I have started regedit through Wine and created a new registry entry with the following value:

Code: Select all

aé𝥷aa
In case that's not displayed correctly on the forum (it probably won't), that's one small ascii "a", one small ascii "e" with an acute accent, then the unicode character U+1D977 (Signwriting Movement-Floorplane Check), then another two ascii "a". In UTF-32-BE would be "00000061 000000e9 0001d977 00000061 00000061".
I just picked that unicode character randomly to see how unicode characters work in the registry.

Looking at the user.reg in a hex editor, there is the following ascii text: "a\xe9\xd836\xdd77aa". Looking at that text this looks a bit like C-escaped UTF-16-BE, but corrupted. Considering there's an escape sequence "\xe9" for the "é" character, how is the application reading this thing supposed to know if "\xd836" means "\x{d836}" or "\xd8" followed by a "3" and a "6"?
Parsing that like "normal" escape sequences would lead to the bytes "61 e9 d8 33 36 dd 37 37 61 61" which is not what that's intended to mean...

Am I completely misunderstanding something? Am I missing something? I checked the Wiki, but the only thing I found was a sentence in the FAQ like "don't edit these files manually due to their special encoding" - but what IS that encoding? I don't want to edit them, just read them, so that's unlikely to break stuff. I just don't know how to read them. There has to be a non-ambiguous way to parse these as wine itself seems to handle that just fine ...
julliard
Level 2
Level 2
Posts: 11
Joined: Sat Mar 30, 2013 12:22 pm

Re: Unicode in Wine's registry files

Post by julliard »

The \x escape sequences represent 16-bit chars (UTF-16) so they are normally 4 hex digit long. However, like C escapes they terminate at the first non-hex digit. So \xe9z is 00E9 007A, and \xdd77a is DD77 0061.

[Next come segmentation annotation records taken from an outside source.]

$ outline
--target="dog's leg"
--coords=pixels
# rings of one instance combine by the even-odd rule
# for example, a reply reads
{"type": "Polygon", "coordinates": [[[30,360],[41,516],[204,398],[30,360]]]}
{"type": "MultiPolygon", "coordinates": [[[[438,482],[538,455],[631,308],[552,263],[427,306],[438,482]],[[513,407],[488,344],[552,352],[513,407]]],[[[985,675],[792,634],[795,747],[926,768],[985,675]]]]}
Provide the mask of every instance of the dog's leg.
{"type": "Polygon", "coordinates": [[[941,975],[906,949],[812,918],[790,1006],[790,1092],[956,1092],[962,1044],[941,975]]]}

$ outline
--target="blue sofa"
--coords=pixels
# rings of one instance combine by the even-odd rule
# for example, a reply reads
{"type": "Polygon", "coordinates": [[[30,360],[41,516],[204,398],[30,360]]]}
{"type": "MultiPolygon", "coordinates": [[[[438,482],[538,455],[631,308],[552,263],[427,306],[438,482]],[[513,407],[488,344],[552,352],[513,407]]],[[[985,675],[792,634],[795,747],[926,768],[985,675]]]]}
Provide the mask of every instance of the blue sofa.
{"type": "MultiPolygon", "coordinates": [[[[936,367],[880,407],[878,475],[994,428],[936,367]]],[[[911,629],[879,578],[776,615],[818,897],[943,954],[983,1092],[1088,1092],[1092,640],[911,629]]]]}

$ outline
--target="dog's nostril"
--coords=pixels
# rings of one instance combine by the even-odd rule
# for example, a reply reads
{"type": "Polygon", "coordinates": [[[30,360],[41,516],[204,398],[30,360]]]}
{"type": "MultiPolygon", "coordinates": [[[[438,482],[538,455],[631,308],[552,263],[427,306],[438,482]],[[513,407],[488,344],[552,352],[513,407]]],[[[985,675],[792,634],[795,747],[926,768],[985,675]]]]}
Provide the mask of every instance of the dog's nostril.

It also uses standard C escapes for chars < 32. The code to read and write them is in https://source.winehq.org/git/wine.git/ ... /unicode.c
Leseratte10
Newbie
Newbie
Posts: 2
Joined: Fri Nov 19, 2021 1:37 pm

Re: Unicode in Wine's registry files

Post by Leseratte10 »

Thanks for that hint, I just reimplemented parse_strW in Python and that seems to work well enough.

Guess I didn't program enough C in the past - I thought the escapes worked like in Bash, where "\xdd77a" would be the one byte DD followed by the ascii test "77a".
Locked